PARIS: La Franco-Sénégalaise Rokhaya Diallo, autrice, réalisatrice, chroniqueuse, journaliste antiraciste, estime dans un entretien que « la France n'est pas universaliste ».
Âgée de 43 ans, celle qui rejette le terme de « militante » car elle n'est affiliée à aucun parti ou association, s'est fait connaître par sa défense médiatique du courant « décolonial ». Les personnes « racisées » par la couleur de leur peau sont, toujours aujourd'hui, victimes des discriminations nées du colonialisme, selon les tenants de ce courant.
Q: Il y a parfois une crispation évidente quand vous prenez la parole. Êtes-vous stimulée par la polémique ?
R: « Non, je n'apprécie pas du tout la polémique et son caractère superficiel : j'aime la confrontation intellectuelle, de pouvoir exposer mes idées dans un contexte serein, et d'être ‘challengée’ pour aller dans mes retranchements. C'est pour ça que je fais des documentaires, que j'écris beaucoup, que je donne des conférences à l'étranger... Je viens aussi d'être nommée à l'université de Georgetown, à Washington, comme chercheure associée, dans un nouveau centre de recherches sur la justice sociale. Travailler avec des gens qui nourriront ma réflexion me motive beaucoup, plus que l'affrontement stérile des réseaux sociaux ».
Q: Votre courant de pensée, dit intersectionnaliste, décolonial, est beaucoup mieux représenté aux Etats-Unis qu'en France. Pensez-vous que l'universalisme dont se réclame la France est un obstacle ?
R: « C'est vrai qu'il y a dans d'autres pays, y compris en Allemagne ou au Royaume-uni, une réception plus apaisée de mon propos qu'en France. Ce vocable de l'universalisme, j'ai l'impression que certains se le sont accaparé. Mais je ne me sens pas moins universaliste qu'eux. Simplement, ce que j'énonce comme universalisme est plus inclusif : on ne peut pas se déclarer comme tel si on n'inclut pas tout le monde ».
Q: Reste-t-on trop aveugle aux discriminations en France ?
R: « Ce que je pense, c'est que la France n'est pas universaliste, parce qu'elle peine à traiter ses citoyens de manière équitable et égalitaire.

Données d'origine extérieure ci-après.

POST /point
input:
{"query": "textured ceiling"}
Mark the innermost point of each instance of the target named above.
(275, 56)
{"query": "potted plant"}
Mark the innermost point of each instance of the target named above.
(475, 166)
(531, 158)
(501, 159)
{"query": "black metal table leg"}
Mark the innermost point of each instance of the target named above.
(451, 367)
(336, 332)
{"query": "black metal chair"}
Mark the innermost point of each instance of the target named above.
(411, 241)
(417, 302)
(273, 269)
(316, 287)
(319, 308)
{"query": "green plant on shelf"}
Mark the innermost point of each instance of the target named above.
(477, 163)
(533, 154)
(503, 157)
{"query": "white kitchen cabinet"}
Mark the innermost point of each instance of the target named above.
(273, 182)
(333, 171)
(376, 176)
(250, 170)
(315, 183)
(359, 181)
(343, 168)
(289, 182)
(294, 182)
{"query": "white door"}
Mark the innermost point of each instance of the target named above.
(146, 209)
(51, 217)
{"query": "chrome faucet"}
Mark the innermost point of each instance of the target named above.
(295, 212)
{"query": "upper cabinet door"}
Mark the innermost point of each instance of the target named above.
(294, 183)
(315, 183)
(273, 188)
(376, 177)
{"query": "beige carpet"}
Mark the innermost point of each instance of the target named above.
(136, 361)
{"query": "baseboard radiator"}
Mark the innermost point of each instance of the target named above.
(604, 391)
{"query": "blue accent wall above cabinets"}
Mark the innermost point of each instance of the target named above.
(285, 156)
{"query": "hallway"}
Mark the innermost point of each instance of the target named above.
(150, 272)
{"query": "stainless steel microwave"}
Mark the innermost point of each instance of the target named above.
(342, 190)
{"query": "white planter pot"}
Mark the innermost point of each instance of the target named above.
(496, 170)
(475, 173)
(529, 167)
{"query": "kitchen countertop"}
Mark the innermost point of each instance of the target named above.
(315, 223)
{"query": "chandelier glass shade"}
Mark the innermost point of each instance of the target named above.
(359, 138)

Il y a des discriminations à l'embauche extrêmement présentes, profondes, et c'est un phénomène qu'on ne découvre pas aujourd'hui. Des discriminations au logement, à l'emprunt, etc. Non seulement on ne met pas en œuvre de politiques pour le corriger, mais en plus dès qu'on essaie d'en parler, on est accusé de diviser. Pourtant ce qui divise, ce n'est pas ceux qui dénoncent les discriminations, ce sont les discriminations elles-mêmes, et le sexisme, le racisme, l'homophobie, etc. Et ce qui empêche la France d'embrasser son universalisme, c'est son incapacité à se remettre en question. La posture de pays des droits humains et universaliste est théorique : la réalité de la France n'a rien à voir avec ce qui est énoncé sur le fronton de ses mairies ».
Q: A quoi est dû selon vous ce décalage ?
R: « Je pense qu'il y a un déni. Et quelque chose qui est lié aussi à la position et à la culture de la France, pays qui a été très puissant, qui a eu le deuxième plus grand empire colonial, qui s'étend encore aujourd'hui sur plusieurs continents, dont la langue a été celle de la diplomatie... Il a d'autant plus de mal avec les remises en question qu'elles viennent des marges. On va donc agresser des personnes minoritaires de par leur origine ethnique, parce qu'on les considère comme incompétentes pour remettre en question un pays aussi grand, parce qu'on refuse d'admettre qu'on n'est pas dans un pays parfait. L'admettre, je pense, est avoir de l'estime pour ce pays. Le questionner veut dire qu'on a envie de faire cohabiter toutes les réalités qui le composent. Nous ne sommes pas tendres, certes. Mais c'est dans un but positif ».